Iranian Authorities Partially Demolish Home of Minister’s Daughter


In what appeared to be a publicity stunt organized by the local authorities in the Lavasanat District, north of Tehran, municipal workers on March 3 partially demolished a house belonging to Shabnam Nematzadeh, a daughter of Mohammad Reza Nematzadeh, who was Minister of Industry, Mining and Trade from 2013 to 2017. Footage released to the Iranian media by the Lavasanat judicial district shows workers knocking down the walls of a house in Shemiranat County.

Shabnam Nematzadeh, owner and managing director of Rasa Pharmed, and her mother Maryam Bakhtiar were the subject of a corruption investigation between 2012 and 2017. According to the Iranian media, Rasa had allegedly defaulted on $84 million in debts to the Farabi Pharmaceutical and Shafa Daru Investment Company. There were also some rumors that she had been arrested. Mrs. Nematzadeh denied the reports, calling them unfounded.

“We ordered the partial demolition of this residential home after discovering a building code violation,” Ezatollah Cheraghi, the deputy director of Lavasanat District office for urban development, said. “Our investigation showed that the total area of the four-story house exceeded the maximum footage listed in the building permit.”

Only a handful of reporters could enter the building, even though district officials had given advanced information about the demolition to all news outlets. According to reporters who walked through the house, workers had demolished only a few walls.

“The basement, the ground floor, and the first story violate the building code,” Mohammad Reza Mousapour, the district’s construction supervisor, told reporters. “Only sections of the house violated the building code. Therefore, workers must use traditional hand tools and not an excavator or a wrecking ball to demolish parts of the facade, the roof, and some of the interior walls.”

Mr. Mousapour added: “We need to consult structural engineers and builders to erecting support columns and reinforce those sections that workers do not have to knock down. The owner has to shoulder the cost.”

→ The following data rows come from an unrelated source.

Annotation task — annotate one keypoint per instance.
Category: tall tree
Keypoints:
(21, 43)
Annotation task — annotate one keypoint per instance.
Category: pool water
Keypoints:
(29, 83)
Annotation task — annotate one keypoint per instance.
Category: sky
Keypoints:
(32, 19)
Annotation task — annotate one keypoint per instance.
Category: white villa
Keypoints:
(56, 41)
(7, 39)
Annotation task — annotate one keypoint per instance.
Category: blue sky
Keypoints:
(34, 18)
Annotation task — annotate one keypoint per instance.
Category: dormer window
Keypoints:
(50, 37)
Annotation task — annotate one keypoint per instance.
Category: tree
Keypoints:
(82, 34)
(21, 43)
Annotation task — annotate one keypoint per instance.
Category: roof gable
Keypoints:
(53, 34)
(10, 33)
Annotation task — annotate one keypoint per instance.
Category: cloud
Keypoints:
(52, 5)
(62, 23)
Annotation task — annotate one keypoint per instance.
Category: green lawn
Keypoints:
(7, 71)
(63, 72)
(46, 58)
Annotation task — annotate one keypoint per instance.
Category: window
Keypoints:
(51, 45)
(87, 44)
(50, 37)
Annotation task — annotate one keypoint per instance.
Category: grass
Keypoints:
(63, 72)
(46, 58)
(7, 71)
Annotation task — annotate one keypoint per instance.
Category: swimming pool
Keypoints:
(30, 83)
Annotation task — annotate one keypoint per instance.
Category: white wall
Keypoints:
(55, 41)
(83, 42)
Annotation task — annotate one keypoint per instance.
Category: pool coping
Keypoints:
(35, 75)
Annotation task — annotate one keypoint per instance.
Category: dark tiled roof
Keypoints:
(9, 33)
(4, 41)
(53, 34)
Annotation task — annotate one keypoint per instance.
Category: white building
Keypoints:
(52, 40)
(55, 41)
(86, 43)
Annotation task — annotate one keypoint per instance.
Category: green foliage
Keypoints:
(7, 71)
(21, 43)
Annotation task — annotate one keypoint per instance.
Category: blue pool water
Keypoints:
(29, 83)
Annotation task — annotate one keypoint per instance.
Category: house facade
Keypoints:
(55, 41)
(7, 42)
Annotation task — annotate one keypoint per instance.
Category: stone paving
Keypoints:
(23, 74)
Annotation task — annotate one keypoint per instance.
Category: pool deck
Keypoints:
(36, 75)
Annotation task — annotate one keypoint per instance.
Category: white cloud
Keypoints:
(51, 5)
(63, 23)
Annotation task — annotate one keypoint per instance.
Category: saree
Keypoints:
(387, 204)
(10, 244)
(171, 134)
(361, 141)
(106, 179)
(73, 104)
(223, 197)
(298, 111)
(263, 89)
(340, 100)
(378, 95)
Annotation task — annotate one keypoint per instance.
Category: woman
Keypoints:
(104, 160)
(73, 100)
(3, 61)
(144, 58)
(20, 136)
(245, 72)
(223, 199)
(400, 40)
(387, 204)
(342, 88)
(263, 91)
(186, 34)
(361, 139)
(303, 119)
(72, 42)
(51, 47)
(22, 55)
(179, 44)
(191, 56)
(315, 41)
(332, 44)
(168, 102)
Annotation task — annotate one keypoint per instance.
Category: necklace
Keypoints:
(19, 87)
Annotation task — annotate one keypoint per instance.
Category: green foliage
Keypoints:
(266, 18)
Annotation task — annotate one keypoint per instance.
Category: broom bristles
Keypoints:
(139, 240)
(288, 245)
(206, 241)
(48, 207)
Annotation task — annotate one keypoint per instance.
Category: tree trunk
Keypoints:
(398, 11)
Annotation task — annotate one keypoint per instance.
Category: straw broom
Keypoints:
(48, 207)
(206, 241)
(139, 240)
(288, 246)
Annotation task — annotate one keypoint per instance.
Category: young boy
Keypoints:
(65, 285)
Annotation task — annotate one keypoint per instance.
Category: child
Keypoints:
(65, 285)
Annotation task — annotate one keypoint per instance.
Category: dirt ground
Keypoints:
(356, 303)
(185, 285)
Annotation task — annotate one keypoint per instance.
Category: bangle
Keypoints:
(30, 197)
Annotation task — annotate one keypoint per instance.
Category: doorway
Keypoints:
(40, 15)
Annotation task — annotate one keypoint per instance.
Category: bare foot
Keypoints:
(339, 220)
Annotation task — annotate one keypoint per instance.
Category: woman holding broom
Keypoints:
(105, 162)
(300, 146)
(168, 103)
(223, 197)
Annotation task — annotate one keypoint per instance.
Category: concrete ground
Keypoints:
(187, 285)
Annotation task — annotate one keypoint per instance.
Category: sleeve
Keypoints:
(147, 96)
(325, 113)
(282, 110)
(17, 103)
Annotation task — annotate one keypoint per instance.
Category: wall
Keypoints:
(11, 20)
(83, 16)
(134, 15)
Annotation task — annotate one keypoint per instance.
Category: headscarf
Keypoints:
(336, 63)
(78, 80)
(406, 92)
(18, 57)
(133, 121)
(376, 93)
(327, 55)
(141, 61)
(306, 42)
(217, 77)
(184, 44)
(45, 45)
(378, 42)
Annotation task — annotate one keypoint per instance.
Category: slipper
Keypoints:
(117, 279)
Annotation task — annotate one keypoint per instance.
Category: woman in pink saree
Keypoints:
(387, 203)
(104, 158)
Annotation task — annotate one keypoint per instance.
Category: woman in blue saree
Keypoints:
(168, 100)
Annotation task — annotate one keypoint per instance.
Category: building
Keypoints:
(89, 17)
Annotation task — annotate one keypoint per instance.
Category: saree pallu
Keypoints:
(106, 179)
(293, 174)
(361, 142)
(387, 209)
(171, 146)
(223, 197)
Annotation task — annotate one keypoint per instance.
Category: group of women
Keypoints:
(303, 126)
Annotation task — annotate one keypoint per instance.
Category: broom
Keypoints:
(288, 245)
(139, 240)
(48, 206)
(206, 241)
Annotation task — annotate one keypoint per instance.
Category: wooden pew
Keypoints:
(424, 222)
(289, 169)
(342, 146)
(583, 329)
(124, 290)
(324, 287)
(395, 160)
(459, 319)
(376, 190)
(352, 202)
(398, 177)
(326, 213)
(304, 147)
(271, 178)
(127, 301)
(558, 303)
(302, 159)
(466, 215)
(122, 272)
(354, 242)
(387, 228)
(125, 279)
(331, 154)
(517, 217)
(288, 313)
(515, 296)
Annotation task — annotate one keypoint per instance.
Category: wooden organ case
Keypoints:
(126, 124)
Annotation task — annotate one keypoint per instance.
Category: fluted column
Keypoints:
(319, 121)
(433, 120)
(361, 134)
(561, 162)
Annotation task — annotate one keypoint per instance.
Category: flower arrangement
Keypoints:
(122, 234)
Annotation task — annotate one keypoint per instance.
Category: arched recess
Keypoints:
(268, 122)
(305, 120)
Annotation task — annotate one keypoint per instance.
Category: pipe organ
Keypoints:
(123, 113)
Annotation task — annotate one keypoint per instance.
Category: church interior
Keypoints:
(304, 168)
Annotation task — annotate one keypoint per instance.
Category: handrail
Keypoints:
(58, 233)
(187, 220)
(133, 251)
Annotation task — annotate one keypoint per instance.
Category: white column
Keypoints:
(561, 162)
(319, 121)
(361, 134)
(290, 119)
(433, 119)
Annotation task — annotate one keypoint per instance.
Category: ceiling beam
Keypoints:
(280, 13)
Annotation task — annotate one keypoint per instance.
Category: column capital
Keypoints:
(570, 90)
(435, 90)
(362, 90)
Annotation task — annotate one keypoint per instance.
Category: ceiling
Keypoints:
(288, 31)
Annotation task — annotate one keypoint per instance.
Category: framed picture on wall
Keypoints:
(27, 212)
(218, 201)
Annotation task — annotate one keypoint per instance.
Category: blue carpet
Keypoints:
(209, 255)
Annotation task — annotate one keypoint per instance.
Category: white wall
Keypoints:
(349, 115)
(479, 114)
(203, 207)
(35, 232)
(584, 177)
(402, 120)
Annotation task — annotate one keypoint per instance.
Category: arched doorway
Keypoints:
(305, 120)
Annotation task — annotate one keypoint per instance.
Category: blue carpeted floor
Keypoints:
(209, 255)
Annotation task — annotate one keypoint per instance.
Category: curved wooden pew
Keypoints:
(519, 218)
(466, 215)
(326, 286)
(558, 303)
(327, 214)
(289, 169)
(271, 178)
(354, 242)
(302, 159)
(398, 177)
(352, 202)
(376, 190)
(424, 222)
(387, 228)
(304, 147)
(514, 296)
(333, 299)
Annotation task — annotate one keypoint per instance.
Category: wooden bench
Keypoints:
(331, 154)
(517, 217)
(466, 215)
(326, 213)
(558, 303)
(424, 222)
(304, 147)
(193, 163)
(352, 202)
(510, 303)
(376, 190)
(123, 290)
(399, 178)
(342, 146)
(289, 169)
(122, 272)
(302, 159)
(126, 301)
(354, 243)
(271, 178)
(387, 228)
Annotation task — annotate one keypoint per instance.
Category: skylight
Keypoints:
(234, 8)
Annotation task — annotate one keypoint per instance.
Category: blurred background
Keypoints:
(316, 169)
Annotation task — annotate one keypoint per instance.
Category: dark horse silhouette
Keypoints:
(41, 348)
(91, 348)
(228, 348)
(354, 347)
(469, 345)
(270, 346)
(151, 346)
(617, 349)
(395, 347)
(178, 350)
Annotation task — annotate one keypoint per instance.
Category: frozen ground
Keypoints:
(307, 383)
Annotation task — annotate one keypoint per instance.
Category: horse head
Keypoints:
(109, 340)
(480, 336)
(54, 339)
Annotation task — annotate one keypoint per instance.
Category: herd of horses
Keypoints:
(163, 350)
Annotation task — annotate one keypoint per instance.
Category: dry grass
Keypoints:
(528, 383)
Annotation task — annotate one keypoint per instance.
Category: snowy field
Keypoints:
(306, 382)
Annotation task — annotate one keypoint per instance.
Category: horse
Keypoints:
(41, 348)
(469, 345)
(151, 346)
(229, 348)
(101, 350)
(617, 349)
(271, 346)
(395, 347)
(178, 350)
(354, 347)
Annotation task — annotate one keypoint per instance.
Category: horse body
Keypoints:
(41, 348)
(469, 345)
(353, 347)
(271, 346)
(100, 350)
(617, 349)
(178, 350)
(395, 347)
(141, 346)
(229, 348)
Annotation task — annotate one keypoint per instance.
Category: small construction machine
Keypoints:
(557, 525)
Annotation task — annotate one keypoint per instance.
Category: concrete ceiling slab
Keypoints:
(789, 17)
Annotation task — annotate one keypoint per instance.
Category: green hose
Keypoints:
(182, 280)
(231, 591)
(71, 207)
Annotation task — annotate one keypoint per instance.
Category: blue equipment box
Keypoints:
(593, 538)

Mrs. Nematzadeh’s lawyer Maryam Farahani told reporters who had gathered outside the house: “My client is a law-abiding citizen. She believes that no one is above the law. The question is why this issue should attract so much media attention? She has complied with the ruling, and yet this ordinary case has been hyped so much. We are reluctant to let anyone enter the building including reporters for purely health and safety reasons.”